Informazione, un deserto chiamato democraziaMerchandising promozionale del New York Times – New York Times

Il muro dell'informazione Se la stampa piange, il giornalismo non ride. Tra rivoluzione tecnologica, testate che chiudono e bilanci in rosso, tutti gli editori del mondo hanno capito che i lettori sono l’unica cosa che conta. Ma potrebbe essere troppo tardi. E nessuno può più sbagliare

Pubblicato più di 5 anni faEdizione del 6 marzo 2019

Mentre il governo legastellato sta per lanciare gli «stati generali dell’editoria» i frutti nefasti del taglio al fondo per il pluralismo cominciano a maturare.

Di fatto non c’è editore italiano, piccolo o grande, che non abbia dichiarato lo stato di crisi.

E anche i pochi che apparentemente resistono, vedono calare vendite e ricavi e si arrangiano nel «diversificare il prodotto» con eventi, big data, collaterali, corsi professionali, viaggi e quant’altro.

Se la stampa è in crisi, il giornalismo non ride. Hanno fatto un deserto e l’hanno chiamato democrazia.

Negli Stati uniti centrali negli ultimi anni sono scomparse 1.800 testate locali, con il risultato che ci sono comunità (e poteri) privi di informazione e dunque di contropotere. Uno scossone che taglia i legami civici e devasta le radici della convivenza costruite negli ultimi due secoli.

Pensare che questa profondissima rivoluzione industriale riguardi solo i «dinosauri» delle edicole è da sciocchi.
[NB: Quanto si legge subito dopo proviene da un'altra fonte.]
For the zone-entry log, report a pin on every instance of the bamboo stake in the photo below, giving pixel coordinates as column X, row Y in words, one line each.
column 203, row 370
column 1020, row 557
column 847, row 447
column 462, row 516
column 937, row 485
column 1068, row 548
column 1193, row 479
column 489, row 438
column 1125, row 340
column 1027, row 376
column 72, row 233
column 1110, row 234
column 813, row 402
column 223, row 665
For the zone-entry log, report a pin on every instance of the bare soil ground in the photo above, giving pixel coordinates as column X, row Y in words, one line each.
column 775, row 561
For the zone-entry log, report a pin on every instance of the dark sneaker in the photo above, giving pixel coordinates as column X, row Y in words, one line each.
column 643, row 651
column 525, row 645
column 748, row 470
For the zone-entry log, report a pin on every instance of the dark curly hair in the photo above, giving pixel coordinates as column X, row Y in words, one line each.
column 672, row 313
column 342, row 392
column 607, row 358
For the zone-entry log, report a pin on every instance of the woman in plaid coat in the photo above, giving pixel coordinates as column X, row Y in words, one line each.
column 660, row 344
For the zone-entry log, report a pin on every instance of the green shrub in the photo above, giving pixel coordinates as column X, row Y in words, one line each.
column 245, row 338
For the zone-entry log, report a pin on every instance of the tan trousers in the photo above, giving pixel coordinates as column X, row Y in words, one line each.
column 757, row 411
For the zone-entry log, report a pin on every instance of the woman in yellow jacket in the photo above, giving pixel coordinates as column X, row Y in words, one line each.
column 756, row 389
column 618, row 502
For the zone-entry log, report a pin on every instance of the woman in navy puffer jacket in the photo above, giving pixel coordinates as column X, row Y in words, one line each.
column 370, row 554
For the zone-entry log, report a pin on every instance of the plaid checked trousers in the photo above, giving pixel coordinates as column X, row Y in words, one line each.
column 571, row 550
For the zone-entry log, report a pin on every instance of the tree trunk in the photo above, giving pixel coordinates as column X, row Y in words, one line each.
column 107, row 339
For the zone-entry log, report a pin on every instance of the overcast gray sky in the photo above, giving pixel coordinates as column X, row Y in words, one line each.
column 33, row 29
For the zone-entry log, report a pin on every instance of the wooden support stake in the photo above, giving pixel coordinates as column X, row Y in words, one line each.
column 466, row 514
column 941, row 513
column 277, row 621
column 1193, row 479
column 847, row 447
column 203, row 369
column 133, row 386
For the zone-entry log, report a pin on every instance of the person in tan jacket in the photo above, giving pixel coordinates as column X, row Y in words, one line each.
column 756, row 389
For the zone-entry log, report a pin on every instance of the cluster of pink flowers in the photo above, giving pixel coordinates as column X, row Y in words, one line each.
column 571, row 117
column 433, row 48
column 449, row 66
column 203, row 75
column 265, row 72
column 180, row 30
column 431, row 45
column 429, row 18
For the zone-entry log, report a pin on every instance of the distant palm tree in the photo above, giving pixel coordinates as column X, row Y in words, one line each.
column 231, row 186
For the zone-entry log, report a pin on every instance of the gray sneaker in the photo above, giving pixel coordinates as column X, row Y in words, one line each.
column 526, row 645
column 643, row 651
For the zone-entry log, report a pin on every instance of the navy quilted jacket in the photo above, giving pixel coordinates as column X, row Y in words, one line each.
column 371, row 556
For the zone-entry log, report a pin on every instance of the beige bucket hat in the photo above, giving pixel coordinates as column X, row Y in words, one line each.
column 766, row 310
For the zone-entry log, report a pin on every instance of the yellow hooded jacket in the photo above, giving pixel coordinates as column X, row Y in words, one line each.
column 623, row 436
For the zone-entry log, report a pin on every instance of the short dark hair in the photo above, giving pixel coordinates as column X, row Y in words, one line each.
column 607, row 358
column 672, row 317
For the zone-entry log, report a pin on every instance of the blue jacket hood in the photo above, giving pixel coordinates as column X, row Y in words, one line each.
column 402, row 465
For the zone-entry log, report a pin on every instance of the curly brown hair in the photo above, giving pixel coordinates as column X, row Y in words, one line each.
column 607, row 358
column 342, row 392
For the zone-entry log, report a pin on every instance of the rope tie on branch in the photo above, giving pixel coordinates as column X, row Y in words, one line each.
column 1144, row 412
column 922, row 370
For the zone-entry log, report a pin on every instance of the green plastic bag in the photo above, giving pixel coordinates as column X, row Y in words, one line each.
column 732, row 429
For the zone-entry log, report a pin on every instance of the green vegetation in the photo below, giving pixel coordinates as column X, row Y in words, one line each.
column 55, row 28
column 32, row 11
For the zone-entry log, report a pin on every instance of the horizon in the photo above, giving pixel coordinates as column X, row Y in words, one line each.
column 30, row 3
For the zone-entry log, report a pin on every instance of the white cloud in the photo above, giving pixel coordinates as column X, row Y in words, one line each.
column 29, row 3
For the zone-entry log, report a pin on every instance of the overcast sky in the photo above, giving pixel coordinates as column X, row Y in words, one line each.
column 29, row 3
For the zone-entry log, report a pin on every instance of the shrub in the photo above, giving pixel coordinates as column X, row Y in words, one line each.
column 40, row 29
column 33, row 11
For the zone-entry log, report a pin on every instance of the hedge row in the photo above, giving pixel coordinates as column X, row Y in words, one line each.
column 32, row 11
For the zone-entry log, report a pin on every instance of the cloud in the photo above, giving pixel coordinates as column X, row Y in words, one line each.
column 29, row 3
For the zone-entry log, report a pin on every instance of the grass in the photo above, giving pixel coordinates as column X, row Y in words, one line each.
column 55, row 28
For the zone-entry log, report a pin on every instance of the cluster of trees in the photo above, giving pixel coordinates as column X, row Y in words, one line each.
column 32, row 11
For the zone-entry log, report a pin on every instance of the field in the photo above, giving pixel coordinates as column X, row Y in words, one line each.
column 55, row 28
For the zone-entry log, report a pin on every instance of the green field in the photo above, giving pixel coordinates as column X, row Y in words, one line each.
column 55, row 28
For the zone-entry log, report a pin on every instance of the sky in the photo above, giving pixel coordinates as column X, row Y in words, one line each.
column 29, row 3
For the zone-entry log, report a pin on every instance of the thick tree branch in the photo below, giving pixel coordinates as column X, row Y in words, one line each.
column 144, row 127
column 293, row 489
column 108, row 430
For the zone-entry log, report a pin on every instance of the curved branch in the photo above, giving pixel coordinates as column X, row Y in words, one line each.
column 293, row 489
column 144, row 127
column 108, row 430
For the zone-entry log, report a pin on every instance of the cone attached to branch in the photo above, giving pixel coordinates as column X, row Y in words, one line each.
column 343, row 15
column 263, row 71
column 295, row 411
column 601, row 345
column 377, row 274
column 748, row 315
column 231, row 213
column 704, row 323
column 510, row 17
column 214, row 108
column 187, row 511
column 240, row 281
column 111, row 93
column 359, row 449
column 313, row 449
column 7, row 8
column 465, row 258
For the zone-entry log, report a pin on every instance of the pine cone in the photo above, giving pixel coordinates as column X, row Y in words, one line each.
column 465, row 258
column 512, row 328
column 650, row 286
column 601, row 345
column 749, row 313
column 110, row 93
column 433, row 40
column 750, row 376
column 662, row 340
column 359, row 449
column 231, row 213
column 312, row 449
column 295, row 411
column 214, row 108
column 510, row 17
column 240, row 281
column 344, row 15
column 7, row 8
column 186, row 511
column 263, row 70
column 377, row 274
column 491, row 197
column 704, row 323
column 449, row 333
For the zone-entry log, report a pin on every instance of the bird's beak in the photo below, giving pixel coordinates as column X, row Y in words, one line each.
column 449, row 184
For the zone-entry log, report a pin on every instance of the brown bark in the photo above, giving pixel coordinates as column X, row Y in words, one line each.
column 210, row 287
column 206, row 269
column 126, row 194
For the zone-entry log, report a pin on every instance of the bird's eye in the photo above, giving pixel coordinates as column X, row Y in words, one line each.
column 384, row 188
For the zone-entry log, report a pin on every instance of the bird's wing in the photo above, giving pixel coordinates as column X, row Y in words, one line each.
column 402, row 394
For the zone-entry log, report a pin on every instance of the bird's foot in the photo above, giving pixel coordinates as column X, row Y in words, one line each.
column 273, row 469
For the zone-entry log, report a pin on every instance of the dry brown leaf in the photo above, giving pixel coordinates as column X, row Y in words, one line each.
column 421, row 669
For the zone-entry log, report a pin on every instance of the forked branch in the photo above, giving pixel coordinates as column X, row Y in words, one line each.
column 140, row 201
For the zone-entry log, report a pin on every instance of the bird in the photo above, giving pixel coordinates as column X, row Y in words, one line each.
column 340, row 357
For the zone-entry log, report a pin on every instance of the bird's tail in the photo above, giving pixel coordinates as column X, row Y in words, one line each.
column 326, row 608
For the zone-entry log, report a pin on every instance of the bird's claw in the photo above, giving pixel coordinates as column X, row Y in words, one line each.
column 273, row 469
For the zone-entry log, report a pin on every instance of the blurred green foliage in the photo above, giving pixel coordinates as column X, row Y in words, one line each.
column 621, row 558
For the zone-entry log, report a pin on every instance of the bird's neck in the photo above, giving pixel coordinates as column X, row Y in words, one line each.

Appena la tecnologia consentirà di riprodurre adeguatamente suoni e filmati, anche i broadcaster via etere tipo Rai, Mediaset ne subiranno gli effetti. L’idea di «palinsesto» deciso dall’alto (come quella di «sfoglio» delle pagine di un giornale, del resto) sarà messa a dura prova.

I giornali non sono solo «informazione». Sono «informazione curata», cioè scelta e gerarchizzata dalla prima all’ultima pagina e riga da un gruppo di professionisti. Un processo top-down che assorbe buona parte delle redazioni per molte ore al giorno.

Veniamo a conoscenza di centinaia di notizie che poi non pubblichiamo, e discutiamo per decidere dove e in che ordine vanno proposte al lettore. Su cosa «aprire» il giornale lo decidiamo noi, non i nostri abbonati.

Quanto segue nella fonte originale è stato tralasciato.